This is the last of a eight parts series. Check out the others Day 1, Day 2, Day 3, Day 4, Day 5, Day 6, Day 7.
After a breakfast in the beautiful garden of Undercliff, we were shown over the winery by Jane Hashmere. We sampled their house wines and my favorite was what she called a dessert wine - a sweet offering with nothing of the bitterness of the usual wines.
Bidding goodbye to Tannin who obligingly posed for a few photographs with us, we were on our way back to Sydney.
It was a straightforward expressway until we neared Sydney. The highway we were on was to take us via the famous harbour bridge to the heart of the town where our hotel was located. The husband had read that the road splits into two - one goes to the bridge and the other to a tunnel. He was cautiously driving so as not to take the wrong turn into the tunnel.
The helpful signs told us we weren't far from the Harbour Bridge.
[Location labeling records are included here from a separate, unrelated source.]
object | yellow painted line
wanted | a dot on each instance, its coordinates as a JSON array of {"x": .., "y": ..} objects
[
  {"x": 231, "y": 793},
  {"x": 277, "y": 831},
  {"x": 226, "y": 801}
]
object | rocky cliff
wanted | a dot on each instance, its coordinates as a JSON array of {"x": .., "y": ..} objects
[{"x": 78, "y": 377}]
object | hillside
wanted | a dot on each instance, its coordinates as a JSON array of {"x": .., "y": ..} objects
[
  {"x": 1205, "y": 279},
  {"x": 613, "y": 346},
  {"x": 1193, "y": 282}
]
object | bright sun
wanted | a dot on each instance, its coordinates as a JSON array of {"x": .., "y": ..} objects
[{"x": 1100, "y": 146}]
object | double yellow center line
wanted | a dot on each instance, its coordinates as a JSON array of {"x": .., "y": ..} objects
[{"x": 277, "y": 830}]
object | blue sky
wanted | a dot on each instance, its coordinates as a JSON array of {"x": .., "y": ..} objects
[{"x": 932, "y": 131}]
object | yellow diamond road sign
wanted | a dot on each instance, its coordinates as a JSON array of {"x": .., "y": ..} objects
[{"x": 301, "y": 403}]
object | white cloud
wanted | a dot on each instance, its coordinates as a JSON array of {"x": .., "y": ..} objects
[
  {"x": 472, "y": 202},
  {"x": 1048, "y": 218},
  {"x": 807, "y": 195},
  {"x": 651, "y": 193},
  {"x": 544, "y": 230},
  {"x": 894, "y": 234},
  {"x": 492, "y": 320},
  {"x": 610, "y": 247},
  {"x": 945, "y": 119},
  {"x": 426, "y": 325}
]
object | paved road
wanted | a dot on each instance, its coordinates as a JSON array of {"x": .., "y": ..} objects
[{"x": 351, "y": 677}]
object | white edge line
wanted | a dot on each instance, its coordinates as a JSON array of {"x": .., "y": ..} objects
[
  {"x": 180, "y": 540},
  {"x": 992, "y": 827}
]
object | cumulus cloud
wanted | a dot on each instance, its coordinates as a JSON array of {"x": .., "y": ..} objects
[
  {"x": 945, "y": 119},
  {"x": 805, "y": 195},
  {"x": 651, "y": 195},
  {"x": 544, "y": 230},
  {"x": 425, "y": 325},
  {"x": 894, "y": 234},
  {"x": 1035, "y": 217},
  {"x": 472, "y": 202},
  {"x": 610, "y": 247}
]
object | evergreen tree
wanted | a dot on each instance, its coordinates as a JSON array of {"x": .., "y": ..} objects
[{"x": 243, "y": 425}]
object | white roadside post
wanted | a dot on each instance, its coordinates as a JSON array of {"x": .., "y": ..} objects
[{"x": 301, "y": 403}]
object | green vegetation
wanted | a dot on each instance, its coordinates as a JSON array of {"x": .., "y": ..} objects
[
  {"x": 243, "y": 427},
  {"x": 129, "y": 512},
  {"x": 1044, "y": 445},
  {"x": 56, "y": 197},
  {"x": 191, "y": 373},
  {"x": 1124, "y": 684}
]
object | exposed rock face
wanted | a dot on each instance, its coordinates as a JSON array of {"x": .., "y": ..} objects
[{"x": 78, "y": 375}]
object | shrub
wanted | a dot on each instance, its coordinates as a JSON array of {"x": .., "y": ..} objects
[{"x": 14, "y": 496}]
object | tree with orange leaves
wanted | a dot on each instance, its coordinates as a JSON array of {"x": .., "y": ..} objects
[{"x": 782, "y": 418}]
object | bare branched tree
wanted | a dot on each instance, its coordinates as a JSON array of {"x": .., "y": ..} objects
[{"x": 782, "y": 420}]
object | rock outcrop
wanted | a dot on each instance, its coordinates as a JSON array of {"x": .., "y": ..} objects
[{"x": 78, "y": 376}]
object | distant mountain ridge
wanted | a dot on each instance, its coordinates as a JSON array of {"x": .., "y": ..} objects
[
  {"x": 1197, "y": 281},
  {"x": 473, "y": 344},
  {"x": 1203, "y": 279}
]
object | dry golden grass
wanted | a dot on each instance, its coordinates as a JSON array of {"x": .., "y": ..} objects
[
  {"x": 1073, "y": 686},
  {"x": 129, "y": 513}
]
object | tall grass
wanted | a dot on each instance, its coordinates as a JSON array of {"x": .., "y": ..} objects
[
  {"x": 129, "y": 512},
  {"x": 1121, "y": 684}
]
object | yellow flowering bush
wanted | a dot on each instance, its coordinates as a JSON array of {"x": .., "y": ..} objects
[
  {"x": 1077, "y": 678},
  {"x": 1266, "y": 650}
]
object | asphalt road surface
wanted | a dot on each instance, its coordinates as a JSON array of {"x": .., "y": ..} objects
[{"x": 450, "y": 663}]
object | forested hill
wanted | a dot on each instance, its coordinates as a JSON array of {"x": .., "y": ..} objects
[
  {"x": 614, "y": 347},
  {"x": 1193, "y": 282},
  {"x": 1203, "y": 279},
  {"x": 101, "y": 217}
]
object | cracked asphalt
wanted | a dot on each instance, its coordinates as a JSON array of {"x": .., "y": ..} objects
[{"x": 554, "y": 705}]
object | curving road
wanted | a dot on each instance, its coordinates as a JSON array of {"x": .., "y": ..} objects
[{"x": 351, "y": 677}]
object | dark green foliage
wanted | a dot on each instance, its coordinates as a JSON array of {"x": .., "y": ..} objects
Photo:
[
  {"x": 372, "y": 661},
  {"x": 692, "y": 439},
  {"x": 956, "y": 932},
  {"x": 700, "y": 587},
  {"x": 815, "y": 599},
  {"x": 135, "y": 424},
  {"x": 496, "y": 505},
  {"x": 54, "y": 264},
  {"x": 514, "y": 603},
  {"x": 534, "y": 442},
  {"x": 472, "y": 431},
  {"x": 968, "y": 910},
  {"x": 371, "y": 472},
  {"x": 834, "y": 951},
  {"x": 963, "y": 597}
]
And at the blink of four eyes (ours of course) we saw that we had missed turning into the lane which was to take us to the bridge and instead were headed to the tunnel.
Our anguished eyes saw other vehicles merrily rolling along our left towards the Bridge (at break neck speed) and we had no choice but to follow our chosen path.
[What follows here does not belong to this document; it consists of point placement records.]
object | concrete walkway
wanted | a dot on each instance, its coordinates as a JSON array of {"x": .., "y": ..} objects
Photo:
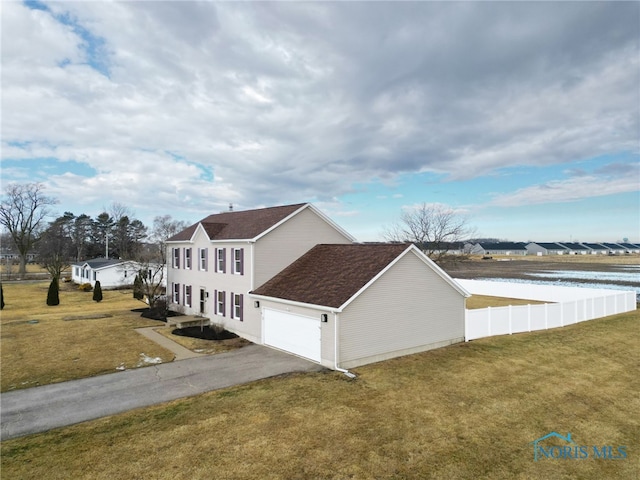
[
  {"x": 38, "y": 409},
  {"x": 180, "y": 352}
]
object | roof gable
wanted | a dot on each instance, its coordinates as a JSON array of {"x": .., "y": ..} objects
[
  {"x": 239, "y": 225},
  {"x": 332, "y": 275}
]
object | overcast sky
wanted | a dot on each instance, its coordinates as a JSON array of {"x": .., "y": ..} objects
[{"x": 523, "y": 116}]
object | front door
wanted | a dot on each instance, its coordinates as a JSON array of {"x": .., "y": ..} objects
[{"x": 203, "y": 299}]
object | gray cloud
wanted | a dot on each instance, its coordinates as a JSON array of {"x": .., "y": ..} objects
[{"x": 289, "y": 101}]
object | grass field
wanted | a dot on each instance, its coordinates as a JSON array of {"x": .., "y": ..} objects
[
  {"x": 467, "y": 411},
  {"x": 484, "y": 301},
  {"x": 76, "y": 339}
]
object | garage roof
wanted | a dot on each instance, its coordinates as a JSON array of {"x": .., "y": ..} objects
[{"x": 329, "y": 275}]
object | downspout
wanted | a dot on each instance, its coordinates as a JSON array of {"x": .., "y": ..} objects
[{"x": 335, "y": 348}]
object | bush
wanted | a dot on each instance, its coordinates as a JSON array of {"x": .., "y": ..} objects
[
  {"x": 97, "y": 292},
  {"x": 53, "y": 295},
  {"x": 138, "y": 293}
]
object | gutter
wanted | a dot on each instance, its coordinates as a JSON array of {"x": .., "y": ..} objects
[{"x": 335, "y": 348}]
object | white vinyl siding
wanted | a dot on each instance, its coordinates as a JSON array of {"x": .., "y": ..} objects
[
  {"x": 176, "y": 293},
  {"x": 280, "y": 247},
  {"x": 238, "y": 261},
  {"x": 221, "y": 260},
  {"x": 203, "y": 259},
  {"x": 237, "y": 306},
  {"x": 220, "y": 296},
  {"x": 187, "y": 295}
]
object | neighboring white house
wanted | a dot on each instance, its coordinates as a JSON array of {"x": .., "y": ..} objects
[
  {"x": 111, "y": 273},
  {"x": 290, "y": 278}
]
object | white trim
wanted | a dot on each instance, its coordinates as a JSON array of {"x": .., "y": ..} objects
[
  {"x": 317, "y": 212},
  {"x": 421, "y": 256},
  {"x": 324, "y": 308}
]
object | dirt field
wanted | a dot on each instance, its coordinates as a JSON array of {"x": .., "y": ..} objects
[{"x": 526, "y": 268}]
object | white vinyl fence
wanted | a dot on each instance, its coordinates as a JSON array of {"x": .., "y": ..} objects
[{"x": 569, "y": 305}]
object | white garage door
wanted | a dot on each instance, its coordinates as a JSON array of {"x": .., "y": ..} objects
[{"x": 292, "y": 333}]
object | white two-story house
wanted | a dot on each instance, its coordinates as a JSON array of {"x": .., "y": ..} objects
[
  {"x": 214, "y": 263},
  {"x": 290, "y": 278}
]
Now we were in the tunnel, and he slowed down a little bit so that we don't make another costly mistake and immediately was honked at by our followers - no slow pokes carefully scrutinising the road signs were allowed!
So he speeded up and at the next blink we saw that we had missed our turning again and were now headed to somewhere totally unrelated to our destination! Well, what will you!
We surrendered ourselves to the nasty fate and went where the road took us - which turned out to be Bondi Beach.
With our half-spoilt mood at having to drive in the lo-o-ong boring tunnel and being tricked by the universe in general left me in no mood to appreciate the Bondi (pronounced Bon-dye) Beach. All that I can say now about it is that, it was like Marina on a hot day with a cool breeze filled with sunbathers.
Mentally cursing fate and fully realising what our prophetess-of-the-diner had meant by 'No GPS? You can't drive!', we took ourselves off to the hotel to drop off the car ASAP.
We switched our preferred mode of transport to train and from King's Cross Station (oh yes they have one here) we took a double decker metro train (really!) to the Sydney Sky Tower.
It's another boring commercial entertainment spot where you get to ride a closed lift all the way to the top of a tower and get to see Sydney. And the entertainment ends there.
We got down quick and strolled around Hyde Park (they have that too!) for a while and then went on to the famous Harbour Bridge and the Opera House.
What can I say about Opera House? We saw it, took photos to tell everybody we saw it and that's about it. Had I been an architect, I would've gone into raptures over the complex building style maybe. As it is, I'm not the former and and I did not do the latter.
After a delicious dinner at India Quay, we took a bus back to the hotel and rested preparatory to the long journey back home on the morrow.